Hashing
- What is Hash and how it differs from an array
- Hashing function
- how it works
- what makes a good hashing function
- Implement Hash and describe its API
Hash Function
A function that deterministically converts a input into integer that is smaller than a constant predefined size.
Hash Map
An un-orderd collection of key value pairs. With operations of adding, removing and lookup are 0(n).
Disadvantages
Size - Hash maps are larger than arrays because they need to allocate an array for each key due to collisions.
Speed - Calculating hash function can make hash map make less efficient than array for small collections.
Collisions
A hash map has a finite number of fields in the array where values can be stored. The number is defined by the largest integer that hash function can convert input to. A collision occurs when different inputs convert to the same integer. This is possible due to limited number of fields in the array where the value can be store. The smaller number, the higher chance of collision is.

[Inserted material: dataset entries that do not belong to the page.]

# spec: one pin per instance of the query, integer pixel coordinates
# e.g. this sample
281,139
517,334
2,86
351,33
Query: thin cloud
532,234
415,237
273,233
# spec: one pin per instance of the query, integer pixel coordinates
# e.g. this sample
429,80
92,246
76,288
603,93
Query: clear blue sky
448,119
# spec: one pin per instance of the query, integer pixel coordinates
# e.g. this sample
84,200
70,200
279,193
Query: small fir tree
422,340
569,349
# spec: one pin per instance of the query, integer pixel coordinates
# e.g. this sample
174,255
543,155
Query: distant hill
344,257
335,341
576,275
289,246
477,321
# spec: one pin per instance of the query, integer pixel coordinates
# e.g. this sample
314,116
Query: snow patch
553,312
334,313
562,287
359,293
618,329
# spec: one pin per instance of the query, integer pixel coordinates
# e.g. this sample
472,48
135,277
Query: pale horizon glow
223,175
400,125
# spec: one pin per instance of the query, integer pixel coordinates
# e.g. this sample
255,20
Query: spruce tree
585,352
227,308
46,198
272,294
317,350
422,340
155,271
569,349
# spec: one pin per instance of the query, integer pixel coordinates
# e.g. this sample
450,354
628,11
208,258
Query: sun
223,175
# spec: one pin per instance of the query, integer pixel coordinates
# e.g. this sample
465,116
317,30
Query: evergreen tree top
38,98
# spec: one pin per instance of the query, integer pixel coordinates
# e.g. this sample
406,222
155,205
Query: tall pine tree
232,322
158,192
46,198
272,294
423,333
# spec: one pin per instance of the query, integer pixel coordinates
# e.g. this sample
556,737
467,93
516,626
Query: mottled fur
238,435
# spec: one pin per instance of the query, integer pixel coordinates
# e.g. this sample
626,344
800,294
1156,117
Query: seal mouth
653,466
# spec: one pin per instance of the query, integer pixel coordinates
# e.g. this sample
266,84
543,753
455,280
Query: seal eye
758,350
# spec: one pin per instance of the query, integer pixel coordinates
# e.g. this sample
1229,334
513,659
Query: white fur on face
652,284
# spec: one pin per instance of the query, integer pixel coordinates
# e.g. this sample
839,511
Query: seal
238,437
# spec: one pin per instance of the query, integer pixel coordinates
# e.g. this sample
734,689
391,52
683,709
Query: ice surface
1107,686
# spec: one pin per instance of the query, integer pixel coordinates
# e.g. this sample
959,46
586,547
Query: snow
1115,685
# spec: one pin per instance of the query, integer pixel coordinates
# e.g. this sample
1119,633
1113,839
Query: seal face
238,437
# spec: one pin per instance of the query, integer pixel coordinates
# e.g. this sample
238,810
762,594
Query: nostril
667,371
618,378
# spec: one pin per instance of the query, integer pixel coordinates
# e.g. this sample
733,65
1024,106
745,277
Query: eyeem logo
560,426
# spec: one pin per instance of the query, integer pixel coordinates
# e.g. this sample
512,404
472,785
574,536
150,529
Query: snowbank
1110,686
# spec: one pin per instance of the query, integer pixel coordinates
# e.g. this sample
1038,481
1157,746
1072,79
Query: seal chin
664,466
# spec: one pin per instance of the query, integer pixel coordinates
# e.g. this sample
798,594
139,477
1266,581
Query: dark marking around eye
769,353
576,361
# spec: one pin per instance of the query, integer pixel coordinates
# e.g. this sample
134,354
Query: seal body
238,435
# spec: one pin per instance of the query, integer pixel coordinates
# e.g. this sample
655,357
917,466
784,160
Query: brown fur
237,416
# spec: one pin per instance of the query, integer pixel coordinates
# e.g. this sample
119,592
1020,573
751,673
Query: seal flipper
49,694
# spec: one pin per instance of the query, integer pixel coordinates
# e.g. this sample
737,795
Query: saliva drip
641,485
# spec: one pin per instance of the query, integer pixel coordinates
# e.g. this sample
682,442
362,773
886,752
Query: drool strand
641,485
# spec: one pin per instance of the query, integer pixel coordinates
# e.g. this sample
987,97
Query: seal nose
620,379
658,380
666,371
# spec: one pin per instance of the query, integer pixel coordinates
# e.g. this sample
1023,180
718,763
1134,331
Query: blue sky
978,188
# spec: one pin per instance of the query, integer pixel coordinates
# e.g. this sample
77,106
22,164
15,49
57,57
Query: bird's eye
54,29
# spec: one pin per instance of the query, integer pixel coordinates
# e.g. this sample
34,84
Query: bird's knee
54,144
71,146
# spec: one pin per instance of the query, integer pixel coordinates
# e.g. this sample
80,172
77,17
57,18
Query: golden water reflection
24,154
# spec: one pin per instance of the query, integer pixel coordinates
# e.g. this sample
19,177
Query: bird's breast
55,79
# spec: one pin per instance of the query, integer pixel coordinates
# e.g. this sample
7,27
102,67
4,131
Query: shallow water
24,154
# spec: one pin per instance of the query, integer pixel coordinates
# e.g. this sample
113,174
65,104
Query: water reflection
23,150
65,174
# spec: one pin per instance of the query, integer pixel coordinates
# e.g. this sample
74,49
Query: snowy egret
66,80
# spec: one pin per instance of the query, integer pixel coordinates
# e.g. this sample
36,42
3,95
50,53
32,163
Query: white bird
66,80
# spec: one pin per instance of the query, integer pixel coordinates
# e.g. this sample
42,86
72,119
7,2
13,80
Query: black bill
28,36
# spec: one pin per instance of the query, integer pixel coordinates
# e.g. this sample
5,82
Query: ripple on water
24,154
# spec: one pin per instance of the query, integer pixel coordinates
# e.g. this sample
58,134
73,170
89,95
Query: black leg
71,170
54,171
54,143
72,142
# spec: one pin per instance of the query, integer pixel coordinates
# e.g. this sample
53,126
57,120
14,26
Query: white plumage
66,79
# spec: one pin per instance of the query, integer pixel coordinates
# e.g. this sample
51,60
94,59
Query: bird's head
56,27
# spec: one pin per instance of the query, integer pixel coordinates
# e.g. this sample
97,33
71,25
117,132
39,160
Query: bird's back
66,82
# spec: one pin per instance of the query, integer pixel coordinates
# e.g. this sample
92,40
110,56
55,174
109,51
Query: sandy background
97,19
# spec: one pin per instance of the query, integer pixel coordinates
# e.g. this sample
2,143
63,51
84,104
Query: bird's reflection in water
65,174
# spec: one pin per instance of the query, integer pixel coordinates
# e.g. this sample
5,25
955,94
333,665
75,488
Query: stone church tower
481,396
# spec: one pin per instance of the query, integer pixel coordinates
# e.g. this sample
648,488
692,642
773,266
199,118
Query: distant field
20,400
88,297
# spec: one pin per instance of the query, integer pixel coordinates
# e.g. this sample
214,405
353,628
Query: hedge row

Unhandled collisions would lead to data loss, where a string would convert to the same integer as another string and would overwrite existing value. One way of addressing collisions is using method called chaining.
Chaining
Hash function determines a filed in an array where the value is to be stored. Instead of storing the value directly, the value is appended to a linked list. This mean that each field in the array can contain multiple values. Upon access, or update of the value, first the hash function determines the array field where the value is stored. Then, the linked list is traversed to find the specific value.
It is important part of every hash map to minimize collisions as they are slowing down the read and write to hash map.